The researchers began by using epinephrine-induced aggregometry to track the impact of platelet activity status on major adverse cardiovascular and limb events (MACLE) in patients with peripheral artery disease. MACLE was measured in this group of high-risk patients after they underwent lower extremity revascularization.
Among 254 participants whose platelet aggregation was measured with 0.4 μM of epinephrine, 17.5 percent showed hyperreactive platelets. That cohort, the team found, had more than double the incidence of MACLE within 30 days after lower extremity revascularization than patients without hyperreactivity.
Next, the team used RNA sequencing to search for genetic differences associated with hyperreactivity in platelet material collected from 129 of the patients. They found that 451 transcripts were significantly correlated with percent aggregation to epinephrine.
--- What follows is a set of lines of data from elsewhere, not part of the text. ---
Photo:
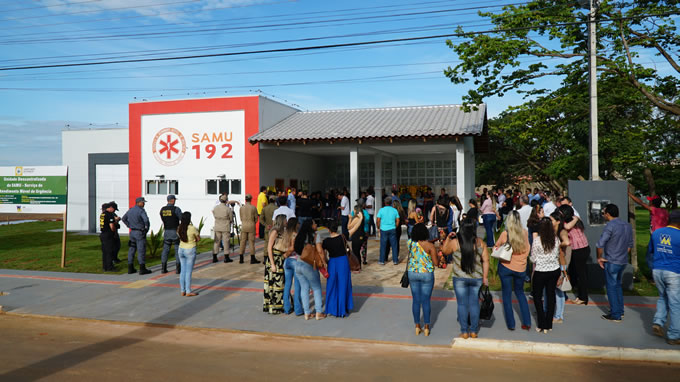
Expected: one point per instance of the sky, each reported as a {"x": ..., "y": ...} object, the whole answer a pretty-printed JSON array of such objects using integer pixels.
[{"x": 37, "y": 104}]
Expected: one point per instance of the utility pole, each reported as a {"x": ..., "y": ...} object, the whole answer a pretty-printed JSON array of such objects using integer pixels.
[{"x": 594, "y": 157}]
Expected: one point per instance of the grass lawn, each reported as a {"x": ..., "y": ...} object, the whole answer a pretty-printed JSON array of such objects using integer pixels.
[
  {"x": 29, "y": 246},
  {"x": 643, "y": 287}
]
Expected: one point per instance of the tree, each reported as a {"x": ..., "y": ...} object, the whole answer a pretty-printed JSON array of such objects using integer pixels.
[{"x": 628, "y": 31}]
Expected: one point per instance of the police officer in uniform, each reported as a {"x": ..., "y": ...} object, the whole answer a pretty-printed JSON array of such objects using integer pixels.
[
  {"x": 116, "y": 237},
  {"x": 170, "y": 214},
  {"x": 248, "y": 214},
  {"x": 222, "y": 229},
  {"x": 138, "y": 222},
  {"x": 107, "y": 227}
]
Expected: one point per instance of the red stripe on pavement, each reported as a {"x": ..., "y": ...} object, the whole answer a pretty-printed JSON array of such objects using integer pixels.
[{"x": 84, "y": 281}]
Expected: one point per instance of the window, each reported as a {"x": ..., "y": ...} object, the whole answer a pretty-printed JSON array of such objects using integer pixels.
[
  {"x": 222, "y": 186},
  {"x": 162, "y": 187}
]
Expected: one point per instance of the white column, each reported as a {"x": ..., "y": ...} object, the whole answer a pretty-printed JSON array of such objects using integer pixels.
[
  {"x": 394, "y": 171},
  {"x": 353, "y": 174},
  {"x": 378, "y": 186},
  {"x": 470, "y": 165},
  {"x": 461, "y": 174}
]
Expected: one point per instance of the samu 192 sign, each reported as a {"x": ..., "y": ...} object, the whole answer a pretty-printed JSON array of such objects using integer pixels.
[{"x": 40, "y": 190}]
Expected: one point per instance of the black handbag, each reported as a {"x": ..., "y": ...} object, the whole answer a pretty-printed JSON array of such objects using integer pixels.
[
  {"x": 404, "y": 278},
  {"x": 486, "y": 306}
]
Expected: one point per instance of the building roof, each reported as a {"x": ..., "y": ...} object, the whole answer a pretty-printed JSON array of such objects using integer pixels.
[{"x": 381, "y": 123}]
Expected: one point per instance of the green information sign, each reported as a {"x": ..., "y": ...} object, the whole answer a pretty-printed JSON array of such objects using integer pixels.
[{"x": 33, "y": 189}]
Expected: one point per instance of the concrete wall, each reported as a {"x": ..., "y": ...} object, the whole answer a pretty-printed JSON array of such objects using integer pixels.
[
  {"x": 292, "y": 165},
  {"x": 76, "y": 145}
]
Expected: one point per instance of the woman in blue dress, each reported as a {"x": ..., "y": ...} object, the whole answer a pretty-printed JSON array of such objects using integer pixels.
[{"x": 339, "y": 285}]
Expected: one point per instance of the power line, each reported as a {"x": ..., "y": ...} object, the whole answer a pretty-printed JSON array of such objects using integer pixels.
[
  {"x": 327, "y": 46},
  {"x": 199, "y": 31}
]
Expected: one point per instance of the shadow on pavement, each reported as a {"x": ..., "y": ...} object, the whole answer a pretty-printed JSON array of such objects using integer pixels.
[{"x": 60, "y": 362}]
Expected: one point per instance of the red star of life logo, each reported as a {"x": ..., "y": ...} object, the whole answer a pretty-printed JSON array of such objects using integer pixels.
[{"x": 168, "y": 146}]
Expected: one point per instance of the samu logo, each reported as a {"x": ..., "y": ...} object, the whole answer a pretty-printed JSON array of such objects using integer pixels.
[
  {"x": 666, "y": 239},
  {"x": 169, "y": 146}
]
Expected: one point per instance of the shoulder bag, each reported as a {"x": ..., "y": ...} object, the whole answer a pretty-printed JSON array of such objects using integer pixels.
[
  {"x": 504, "y": 252},
  {"x": 563, "y": 283},
  {"x": 486, "y": 306},
  {"x": 404, "y": 278}
]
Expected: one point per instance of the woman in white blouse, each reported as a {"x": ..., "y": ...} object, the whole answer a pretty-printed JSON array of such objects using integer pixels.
[{"x": 547, "y": 259}]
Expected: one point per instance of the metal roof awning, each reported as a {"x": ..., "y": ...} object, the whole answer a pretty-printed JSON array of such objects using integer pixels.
[{"x": 380, "y": 124}]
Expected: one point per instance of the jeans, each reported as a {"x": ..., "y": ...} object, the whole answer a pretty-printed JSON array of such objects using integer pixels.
[
  {"x": 137, "y": 243},
  {"x": 389, "y": 237},
  {"x": 668, "y": 284},
  {"x": 421, "y": 290},
  {"x": 578, "y": 272},
  {"x": 467, "y": 298},
  {"x": 289, "y": 273},
  {"x": 489, "y": 221},
  {"x": 544, "y": 281},
  {"x": 560, "y": 299},
  {"x": 308, "y": 277},
  {"x": 187, "y": 257},
  {"x": 613, "y": 274},
  {"x": 170, "y": 238},
  {"x": 511, "y": 280}
]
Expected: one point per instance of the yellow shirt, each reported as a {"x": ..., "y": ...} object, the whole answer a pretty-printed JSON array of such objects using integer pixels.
[
  {"x": 192, "y": 232},
  {"x": 261, "y": 202}
]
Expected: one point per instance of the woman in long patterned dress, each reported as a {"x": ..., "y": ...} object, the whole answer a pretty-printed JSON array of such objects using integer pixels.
[{"x": 273, "y": 267}]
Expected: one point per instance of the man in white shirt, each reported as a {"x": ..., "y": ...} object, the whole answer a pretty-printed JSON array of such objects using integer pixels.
[
  {"x": 567, "y": 201},
  {"x": 524, "y": 210},
  {"x": 283, "y": 209},
  {"x": 370, "y": 208},
  {"x": 549, "y": 207},
  {"x": 344, "y": 214}
]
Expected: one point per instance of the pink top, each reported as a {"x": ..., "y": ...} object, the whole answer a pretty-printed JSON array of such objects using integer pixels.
[
  {"x": 518, "y": 261},
  {"x": 577, "y": 239},
  {"x": 487, "y": 207},
  {"x": 659, "y": 218}
]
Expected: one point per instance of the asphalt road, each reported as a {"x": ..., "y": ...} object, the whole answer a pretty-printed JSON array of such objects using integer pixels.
[{"x": 81, "y": 350}]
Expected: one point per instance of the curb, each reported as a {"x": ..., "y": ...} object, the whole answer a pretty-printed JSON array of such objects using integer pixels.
[{"x": 568, "y": 350}]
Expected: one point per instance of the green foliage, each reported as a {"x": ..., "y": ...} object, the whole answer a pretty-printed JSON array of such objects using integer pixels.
[
  {"x": 154, "y": 242},
  {"x": 628, "y": 33}
]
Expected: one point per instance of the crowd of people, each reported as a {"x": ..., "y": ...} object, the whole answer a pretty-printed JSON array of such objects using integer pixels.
[{"x": 321, "y": 234}]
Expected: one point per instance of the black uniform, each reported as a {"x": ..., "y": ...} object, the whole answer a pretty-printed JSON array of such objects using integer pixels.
[{"x": 107, "y": 238}]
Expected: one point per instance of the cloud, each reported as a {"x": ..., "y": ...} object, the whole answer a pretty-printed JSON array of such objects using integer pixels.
[{"x": 31, "y": 143}]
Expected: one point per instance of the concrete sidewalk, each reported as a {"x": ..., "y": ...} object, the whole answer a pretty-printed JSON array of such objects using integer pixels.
[{"x": 380, "y": 313}]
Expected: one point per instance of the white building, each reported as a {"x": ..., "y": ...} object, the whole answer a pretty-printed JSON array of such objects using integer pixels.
[{"x": 197, "y": 149}]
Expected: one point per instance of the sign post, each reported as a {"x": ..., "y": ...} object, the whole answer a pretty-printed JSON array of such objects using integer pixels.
[{"x": 35, "y": 193}]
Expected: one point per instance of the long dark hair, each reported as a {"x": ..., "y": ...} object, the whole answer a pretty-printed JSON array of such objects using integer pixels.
[
  {"x": 546, "y": 233},
  {"x": 183, "y": 225},
  {"x": 568, "y": 215},
  {"x": 305, "y": 236},
  {"x": 467, "y": 239}
]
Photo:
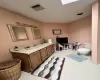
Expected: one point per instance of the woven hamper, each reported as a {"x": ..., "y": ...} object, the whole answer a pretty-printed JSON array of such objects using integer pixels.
[{"x": 10, "y": 70}]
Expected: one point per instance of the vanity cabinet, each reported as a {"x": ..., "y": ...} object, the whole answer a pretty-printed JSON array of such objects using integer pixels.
[
  {"x": 32, "y": 60},
  {"x": 49, "y": 50}
]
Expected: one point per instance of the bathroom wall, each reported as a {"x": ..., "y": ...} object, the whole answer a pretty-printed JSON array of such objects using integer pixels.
[
  {"x": 8, "y": 17},
  {"x": 80, "y": 30}
]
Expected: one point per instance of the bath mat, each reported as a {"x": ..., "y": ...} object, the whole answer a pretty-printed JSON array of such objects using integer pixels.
[
  {"x": 51, "y": 69},
  {"x": 76, "y": 57}
]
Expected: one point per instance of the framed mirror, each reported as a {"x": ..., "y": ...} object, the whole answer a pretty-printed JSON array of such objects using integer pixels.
[
  {"x": 18, "y": 33},
  {"x": 36, "y": 33}
]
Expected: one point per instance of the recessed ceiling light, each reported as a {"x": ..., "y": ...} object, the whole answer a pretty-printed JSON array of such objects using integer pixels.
[
  {"x": 68, "y": 1},
  {"x": 80, "y": 14}
]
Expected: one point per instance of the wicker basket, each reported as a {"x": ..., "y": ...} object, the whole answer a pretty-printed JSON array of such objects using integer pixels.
[{"x": 10, "y": 70}]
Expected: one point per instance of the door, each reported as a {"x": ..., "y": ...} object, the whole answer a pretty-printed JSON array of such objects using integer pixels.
[
  {"x": 35, "y": 59},
  {"x": 49, "y": 50}
]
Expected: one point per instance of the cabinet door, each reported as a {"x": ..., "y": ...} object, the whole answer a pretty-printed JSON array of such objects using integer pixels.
[
  {"x": 49, "y": 50},
  {"x": 35, "y": 59},
  {"x": 43, "y": 53}
]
The researchers designed the PRESS scoring system based on these results, then confirmed its accuracy by checking it against platelet aggregation tests.
To further validate PRESS, the team explored the link between the score and cardiovascular risk in other patient groups. Among these was the Heart Attack Research Program, which enrolled women undergoing coronary angiography. In this group, PRESS was found to be higher in those who had a heart attack than in those with stable coronary artery disease. Among patients with lower extremity atherosclerosis followed for an average of 18 months, patients with PRESS above the median score were 90 percent more likely to have a major cardiovascular event than those below it.
PRESS Forward
Besides providing a potentially transformative method for assessing thrombosis-related cardiovascular risk, the PRESS test could help patients and physicians make better-informed decisions on treatment. One example is the question of whether an individual should take aspirin, which counters clotting but increases the risk of bleeding.
“Our score has the potential to personalize cardiovascular disease risk prevention.”
Tessa J. Barrett, PhD
“Physicians currently prescribe this medication based on available risk factors, including high cholesterol or high blood pressure, which are not directly related to platelet function,” says Dr. Berger. “PRESS promises to help physicians tailor antiplatelet treatment to the people most likely to benefit: those with platelet hyperreactivity.”
“A platelet-based test would help us optimize therapeutic approaches to fit each patient’s needs,” adds Dr. Barrett. “Our score has the potential to personalize cardiovascular disease risk prevention.”